Intermittent CUDA_ERROR_ILLEGAL_ADDRESS error on Ubuntu 18.04 with TensorFlow 2.2.0

I have recently begun working remotely on a Deep Learning machine, with a pair of Titan RTX GPUs (24GB RAM each), running Ubuntu 18.04. The machine is brand new, and everything was working fine for about 10 days, but I am currently experiencing intermittent errors when running my ML training jobs. I typically get errors of the form:

2020-06-12 00:14:01.824110: E tensorflow/stream_executor/cuda/cuda_event.cc:29] Error polling for event status: failed to query event: CUDA_ERROR_ILLEGAL_ADDRESS: an illegal memory access was encountered
2020-06-12 00:14:01.824142: F tensorflow/core/common_runtime/gpu/gpu_event_mgr.cc:273] Unexpected Event status: 1
2020-06-12 00:14:01.824177: E tensorflow/stream_executor/cuda/cuda_driver.cc:1045] failed to enqueue async memcpy from host to device: CUDA_ERROR_ILLEGAL_ADDRESS: an illegal memory access was encountered; GPU dst: 0x7f16c3b35300; host src: 0x7f1688606e00; size: 512=0x200

As you can see I am using TensorFlow, specifically TensorFlow 2.2.0 (I tried rolling back to 2.1.0, but the same errors occurred). I understand that due to CUDA’s async nature the printed error might not reflect the real, deeper error, but running my training script with CUDA_LAUNCH_BLOCKING=1 returns no consistent errors. A few of the CUDA samples I have run also return errors, for example matrixMulCUBLAS:

[Matrix Multiply CUBLAS] - Starting...
GPU Device 0: "TITAN RTX" with compute capability 7.5

GPU Device 0: "TITAN RTX" with compute capability 7.5

MatrixA(640,480), MatrixB(480,320), MatrixC(640,320)
CUDA error at matrixMulCUBLAS.cpp:258 code=13(CUBLAS_STATUS_EXECUTION_FAILED) "cublasSgemm(handle, CUBLAS_OP_N, CUBLAS_OP_N, matrix_size.uiWB, matrix_size.uiHA, matrix_size.uiWA, &alpha, d_B, matrix_size.uiWB, d_A, matrix_size.uiWA, &beta, d_C, matrix_size.uiWB)"
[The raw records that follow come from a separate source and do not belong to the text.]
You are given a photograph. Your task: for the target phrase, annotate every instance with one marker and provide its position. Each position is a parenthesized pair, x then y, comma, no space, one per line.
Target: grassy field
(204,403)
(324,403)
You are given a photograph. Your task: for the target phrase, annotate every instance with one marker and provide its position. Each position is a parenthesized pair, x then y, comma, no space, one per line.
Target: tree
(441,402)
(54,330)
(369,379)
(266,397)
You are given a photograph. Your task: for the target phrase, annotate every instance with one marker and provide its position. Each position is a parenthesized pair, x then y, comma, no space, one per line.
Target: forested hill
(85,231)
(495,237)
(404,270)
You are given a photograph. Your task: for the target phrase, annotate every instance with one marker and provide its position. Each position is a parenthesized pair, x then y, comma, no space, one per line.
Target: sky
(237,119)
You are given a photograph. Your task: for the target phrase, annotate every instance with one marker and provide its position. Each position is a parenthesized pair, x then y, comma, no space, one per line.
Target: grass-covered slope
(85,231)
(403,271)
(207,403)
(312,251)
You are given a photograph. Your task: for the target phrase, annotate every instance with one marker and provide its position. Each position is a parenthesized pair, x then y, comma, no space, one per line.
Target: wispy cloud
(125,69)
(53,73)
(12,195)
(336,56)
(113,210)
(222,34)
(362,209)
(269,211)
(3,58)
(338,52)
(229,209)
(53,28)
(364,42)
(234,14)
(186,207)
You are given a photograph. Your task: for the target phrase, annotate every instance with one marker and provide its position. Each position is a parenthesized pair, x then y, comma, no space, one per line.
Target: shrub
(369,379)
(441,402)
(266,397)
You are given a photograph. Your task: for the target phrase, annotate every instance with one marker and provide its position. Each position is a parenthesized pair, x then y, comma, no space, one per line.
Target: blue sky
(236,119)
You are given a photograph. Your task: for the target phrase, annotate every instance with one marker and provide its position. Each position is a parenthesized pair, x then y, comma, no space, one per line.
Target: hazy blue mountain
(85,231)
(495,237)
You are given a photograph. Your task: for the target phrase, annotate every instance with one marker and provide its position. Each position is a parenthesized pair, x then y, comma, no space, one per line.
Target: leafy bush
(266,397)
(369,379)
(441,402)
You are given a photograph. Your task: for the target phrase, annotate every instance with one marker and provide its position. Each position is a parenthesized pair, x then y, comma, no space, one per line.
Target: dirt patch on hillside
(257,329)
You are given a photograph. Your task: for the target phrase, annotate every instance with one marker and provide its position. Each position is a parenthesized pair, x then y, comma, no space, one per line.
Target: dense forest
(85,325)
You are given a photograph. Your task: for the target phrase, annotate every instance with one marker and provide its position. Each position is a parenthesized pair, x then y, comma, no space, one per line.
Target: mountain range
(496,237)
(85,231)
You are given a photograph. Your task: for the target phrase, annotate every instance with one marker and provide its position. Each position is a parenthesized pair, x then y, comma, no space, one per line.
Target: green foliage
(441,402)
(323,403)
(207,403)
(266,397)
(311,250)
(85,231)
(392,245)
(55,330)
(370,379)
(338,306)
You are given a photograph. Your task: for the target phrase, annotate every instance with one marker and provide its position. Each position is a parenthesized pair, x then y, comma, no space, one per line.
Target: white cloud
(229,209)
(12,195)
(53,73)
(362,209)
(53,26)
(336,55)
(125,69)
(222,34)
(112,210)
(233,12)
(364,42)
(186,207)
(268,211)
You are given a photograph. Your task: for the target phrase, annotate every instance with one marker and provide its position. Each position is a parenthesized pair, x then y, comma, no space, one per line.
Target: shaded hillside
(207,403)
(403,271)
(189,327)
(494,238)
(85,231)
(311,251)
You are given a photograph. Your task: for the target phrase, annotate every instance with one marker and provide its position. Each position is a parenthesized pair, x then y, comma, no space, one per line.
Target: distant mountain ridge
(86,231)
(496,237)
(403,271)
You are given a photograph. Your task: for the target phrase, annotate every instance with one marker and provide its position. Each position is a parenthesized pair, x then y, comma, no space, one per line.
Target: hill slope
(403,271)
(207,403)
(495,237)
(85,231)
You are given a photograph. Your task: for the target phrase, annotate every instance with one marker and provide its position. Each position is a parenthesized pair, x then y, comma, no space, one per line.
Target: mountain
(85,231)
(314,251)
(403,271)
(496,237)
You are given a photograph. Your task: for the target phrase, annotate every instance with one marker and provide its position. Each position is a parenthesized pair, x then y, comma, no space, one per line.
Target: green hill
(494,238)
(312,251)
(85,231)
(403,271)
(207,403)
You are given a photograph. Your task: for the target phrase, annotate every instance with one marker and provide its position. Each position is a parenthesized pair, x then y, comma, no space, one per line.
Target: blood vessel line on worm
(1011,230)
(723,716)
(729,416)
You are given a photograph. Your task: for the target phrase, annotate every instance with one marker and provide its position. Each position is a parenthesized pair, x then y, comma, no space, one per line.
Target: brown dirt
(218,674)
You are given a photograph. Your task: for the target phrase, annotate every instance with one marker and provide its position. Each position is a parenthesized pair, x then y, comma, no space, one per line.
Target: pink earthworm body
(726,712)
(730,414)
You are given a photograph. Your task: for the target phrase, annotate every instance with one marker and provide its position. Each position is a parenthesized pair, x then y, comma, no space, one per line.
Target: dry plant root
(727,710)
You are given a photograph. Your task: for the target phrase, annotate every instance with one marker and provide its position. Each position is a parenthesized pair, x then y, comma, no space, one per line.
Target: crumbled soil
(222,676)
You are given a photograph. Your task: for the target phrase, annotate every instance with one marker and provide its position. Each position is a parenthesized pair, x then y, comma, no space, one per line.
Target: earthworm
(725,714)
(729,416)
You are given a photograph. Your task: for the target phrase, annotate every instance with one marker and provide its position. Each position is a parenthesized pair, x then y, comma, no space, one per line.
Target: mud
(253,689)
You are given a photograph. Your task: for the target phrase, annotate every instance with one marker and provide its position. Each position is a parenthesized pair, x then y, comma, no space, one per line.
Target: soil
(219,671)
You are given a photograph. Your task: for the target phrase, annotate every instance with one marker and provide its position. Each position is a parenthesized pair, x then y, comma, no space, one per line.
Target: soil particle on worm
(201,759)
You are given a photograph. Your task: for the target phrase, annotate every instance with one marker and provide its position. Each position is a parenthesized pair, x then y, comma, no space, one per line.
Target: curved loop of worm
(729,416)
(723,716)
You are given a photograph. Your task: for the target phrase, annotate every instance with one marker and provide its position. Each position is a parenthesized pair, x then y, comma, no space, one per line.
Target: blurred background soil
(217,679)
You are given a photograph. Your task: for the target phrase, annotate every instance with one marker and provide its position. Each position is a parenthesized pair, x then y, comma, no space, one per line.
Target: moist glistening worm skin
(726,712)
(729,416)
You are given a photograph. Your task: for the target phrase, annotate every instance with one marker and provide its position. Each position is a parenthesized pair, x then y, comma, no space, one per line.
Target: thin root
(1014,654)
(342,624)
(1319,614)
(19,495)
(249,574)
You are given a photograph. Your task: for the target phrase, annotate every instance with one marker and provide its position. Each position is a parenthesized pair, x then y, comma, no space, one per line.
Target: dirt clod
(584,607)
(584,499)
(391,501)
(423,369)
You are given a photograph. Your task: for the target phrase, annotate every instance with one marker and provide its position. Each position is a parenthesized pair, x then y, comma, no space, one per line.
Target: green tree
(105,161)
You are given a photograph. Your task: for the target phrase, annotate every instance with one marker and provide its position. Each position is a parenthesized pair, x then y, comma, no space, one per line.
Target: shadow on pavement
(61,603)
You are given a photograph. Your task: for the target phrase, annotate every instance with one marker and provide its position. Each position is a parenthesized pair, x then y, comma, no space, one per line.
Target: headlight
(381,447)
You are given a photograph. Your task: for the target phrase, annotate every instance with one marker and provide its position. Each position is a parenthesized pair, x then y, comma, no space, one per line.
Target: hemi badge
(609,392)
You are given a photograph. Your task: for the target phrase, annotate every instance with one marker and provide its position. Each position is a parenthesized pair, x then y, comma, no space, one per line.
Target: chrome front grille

While running my training code the machine’s CPU is at 100%, or even slightly higher (how is that even possible?). This happens even when running jobs with small batch sizes. I don’t understand what could be happening there. The script in question runs without issue on a Windows machine I have available, which has 1 GPU, and also on Google Colab.

I have tried running cuda-memcheck with my script, but it runs the script incredibly slowly (28sec per training step, as opposed to 0.06 without it), and the CPU shoots up to 100%.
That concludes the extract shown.